A viagem iniciava dia a dia, logo após o quebrar da barra, quando o
anfitrião tirava o leite da primeira vaca, e lhe dava ainda quente
colhido na ordenha manual. O sol escaldante permitia andar até onze
horas da manhã, quando o velho mal do reumatismo lhe atacava de forma
inclemente, era hora de arranchação ou em sombra de juazeiro ou quando, e
era comum encontrava gente já com “ar” de sertanejo.
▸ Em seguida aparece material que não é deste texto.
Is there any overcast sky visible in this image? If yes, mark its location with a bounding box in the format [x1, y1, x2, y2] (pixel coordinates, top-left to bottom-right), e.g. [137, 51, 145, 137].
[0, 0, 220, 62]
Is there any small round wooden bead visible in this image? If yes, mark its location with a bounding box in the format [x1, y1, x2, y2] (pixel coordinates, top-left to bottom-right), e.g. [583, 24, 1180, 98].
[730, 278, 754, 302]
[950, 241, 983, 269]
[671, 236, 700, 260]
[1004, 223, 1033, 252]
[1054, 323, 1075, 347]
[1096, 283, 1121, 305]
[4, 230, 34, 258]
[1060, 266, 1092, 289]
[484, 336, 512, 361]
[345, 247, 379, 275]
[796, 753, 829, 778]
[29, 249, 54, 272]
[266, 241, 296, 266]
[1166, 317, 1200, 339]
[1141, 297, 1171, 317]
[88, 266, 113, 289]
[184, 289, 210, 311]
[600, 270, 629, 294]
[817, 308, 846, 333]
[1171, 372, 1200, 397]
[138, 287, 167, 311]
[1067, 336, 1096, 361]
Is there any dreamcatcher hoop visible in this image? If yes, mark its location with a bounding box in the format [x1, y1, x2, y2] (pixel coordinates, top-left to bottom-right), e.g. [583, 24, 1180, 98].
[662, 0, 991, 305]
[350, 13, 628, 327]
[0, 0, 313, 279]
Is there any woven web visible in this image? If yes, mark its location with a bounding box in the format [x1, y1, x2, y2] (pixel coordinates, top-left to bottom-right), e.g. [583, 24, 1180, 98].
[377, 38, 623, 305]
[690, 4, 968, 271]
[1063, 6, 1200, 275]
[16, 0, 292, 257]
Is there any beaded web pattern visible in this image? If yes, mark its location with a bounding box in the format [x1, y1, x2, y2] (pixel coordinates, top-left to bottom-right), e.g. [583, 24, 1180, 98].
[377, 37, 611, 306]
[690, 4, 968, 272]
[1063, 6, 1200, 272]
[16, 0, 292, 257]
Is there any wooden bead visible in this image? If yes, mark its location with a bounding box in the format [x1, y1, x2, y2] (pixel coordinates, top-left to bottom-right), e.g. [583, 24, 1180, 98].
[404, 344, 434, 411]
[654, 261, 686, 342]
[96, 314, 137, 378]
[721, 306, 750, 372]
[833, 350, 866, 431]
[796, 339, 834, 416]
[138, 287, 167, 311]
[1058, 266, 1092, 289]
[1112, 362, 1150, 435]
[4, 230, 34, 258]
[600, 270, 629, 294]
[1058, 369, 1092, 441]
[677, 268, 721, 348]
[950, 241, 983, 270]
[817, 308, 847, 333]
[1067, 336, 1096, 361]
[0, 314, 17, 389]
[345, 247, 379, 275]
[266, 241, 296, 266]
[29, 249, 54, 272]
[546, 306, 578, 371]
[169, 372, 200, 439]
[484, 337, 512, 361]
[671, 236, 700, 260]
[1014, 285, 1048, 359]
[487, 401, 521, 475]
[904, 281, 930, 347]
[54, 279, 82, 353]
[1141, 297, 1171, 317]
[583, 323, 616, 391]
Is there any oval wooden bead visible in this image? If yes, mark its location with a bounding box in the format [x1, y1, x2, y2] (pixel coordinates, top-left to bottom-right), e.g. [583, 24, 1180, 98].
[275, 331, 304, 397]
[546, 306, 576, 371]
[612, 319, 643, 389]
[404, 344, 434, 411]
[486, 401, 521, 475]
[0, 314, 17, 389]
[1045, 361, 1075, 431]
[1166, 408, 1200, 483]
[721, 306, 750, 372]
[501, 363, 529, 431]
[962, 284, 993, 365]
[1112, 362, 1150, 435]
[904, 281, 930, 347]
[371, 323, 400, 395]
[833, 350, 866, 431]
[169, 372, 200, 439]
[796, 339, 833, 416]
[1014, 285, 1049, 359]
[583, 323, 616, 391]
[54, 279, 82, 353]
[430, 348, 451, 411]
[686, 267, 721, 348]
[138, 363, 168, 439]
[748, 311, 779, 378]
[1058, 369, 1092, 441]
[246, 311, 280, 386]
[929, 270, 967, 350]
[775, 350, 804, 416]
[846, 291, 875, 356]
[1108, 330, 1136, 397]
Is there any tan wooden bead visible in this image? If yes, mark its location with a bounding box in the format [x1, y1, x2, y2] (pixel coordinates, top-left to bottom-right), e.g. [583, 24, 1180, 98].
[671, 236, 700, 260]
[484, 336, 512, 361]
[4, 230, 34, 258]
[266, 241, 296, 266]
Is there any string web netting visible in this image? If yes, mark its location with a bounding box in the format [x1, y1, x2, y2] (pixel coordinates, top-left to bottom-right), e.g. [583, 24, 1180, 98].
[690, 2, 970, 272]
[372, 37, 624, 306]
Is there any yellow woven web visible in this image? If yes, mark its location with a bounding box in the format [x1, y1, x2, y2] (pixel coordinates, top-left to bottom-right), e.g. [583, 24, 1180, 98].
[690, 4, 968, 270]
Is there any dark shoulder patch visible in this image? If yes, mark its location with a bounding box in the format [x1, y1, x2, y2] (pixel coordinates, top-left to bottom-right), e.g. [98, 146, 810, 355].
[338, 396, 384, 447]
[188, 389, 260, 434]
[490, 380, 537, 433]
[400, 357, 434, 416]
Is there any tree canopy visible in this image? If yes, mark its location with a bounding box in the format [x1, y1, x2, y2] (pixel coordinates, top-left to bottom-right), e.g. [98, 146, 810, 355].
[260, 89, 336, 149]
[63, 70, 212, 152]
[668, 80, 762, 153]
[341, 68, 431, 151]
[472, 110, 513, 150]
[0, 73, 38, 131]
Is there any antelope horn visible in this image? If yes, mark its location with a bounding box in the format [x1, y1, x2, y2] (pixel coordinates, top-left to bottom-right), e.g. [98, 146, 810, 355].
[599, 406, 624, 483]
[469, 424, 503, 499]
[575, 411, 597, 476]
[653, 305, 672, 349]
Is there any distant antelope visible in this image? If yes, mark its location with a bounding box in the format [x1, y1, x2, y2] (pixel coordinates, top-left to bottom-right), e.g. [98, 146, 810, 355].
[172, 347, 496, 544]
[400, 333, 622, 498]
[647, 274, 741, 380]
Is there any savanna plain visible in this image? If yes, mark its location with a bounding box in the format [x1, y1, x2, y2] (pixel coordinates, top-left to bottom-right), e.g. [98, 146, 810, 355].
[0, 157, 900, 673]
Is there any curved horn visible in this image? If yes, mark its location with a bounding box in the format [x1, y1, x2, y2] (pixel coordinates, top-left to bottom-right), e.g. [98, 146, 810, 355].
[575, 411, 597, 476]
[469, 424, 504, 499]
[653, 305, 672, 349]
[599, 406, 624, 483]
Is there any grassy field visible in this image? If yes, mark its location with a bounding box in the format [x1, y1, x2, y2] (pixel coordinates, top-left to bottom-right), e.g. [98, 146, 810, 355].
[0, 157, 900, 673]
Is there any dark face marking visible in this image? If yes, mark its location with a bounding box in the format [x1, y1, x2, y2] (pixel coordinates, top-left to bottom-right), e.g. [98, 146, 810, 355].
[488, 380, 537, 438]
Assim, se consumia
todos os dias a peleja para chegar a sua terra. Cruzando o Município de
Jucurutu, olhando a direita, podia ver as empenas da Serra de João do
Vale, bate a velha lembrança de quando ainda moço, como tangerino ter
freqüentado aquele rincão trazendo as retiradas de Marinheiro Saldanha
para refrigério alimentar, nas grandes secas de quinze e dezenove.
Assim, aportara em Jardim, sua terra, após sete meses e alguns dias,
derrotando a caetana*, que lhe batera a porta algumas vezes. Salvo
graças às mãos divinas de Dr. Raul Fernandes.